In these three cases we have sensational examples of catathymic crises.  Catathymia, a term not much used anymore, refers to a state of mind in which the individual is so overwrought with disturbing emotions that rational thought and the capacity for self-restraint are overwhelmed.  A person so afflicted would enter a dissociative state, probably to the breaking point of psychosis.  In short, temporary insanity. 

Three types of catathymic crisis have been identified:

Delusional catathymic crisis:  As a result of extreme, pent-up emotional distress, the individual comes to believe that an explosive act of violence is the only way to resolve an increasingly unbearable situation. 

Chronic catathymic crisis:  Chronic differs from delusional only in that the onset of the crisis follows an identifiable pattern (as opposed to a convoluted mish-mash of emotional reasoning, non-sequiturs, and violent fantasies).  First, there is an incubation period during which the person broods about his or her grievances.  This is followed by a period of fixation,  during which the afflicted individual identifies and broods about whomever he or she blames for the present situation.  The final phase is planning and carrying out the violent retribution.

Acute catathymic crisis:   When a person is caught up in a  catathymic crisis, but hasn’t acted violently yet, he or she is a walking powder keg.  A chance encounter between that person and a stranger or acquaintance can trigger the violent outburst prematurely.  Imagine what might have happened, for example, if you had experienced a road rage encounter with the Florida, Mississippi, or Indiana shooters before they carried out their mass murders.

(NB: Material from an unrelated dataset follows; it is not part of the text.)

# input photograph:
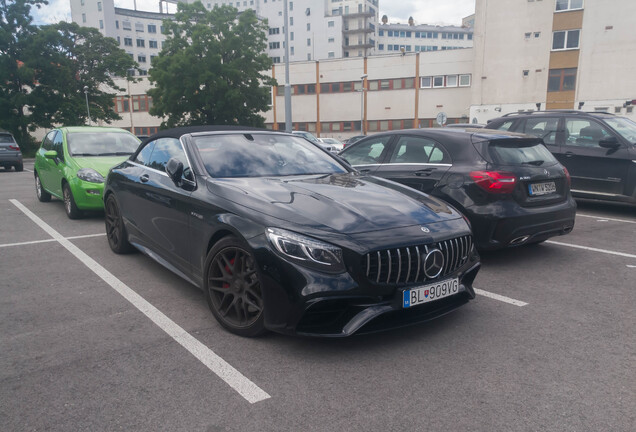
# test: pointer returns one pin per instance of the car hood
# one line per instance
(343, 203)
(101, 164)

With certain unstable men, we see again and again that a situation of public humiliation or relational rejection can trigger a catathymic crisis.  That’s why it’s so important to recognize the risks and to handle confrontational situations with tact and diplomacy.  It costs nothing to allow a terminated employee or spurned lover to save face and retain his or her human dignity in the face of adverse circumstances.  In fact, it can save lives.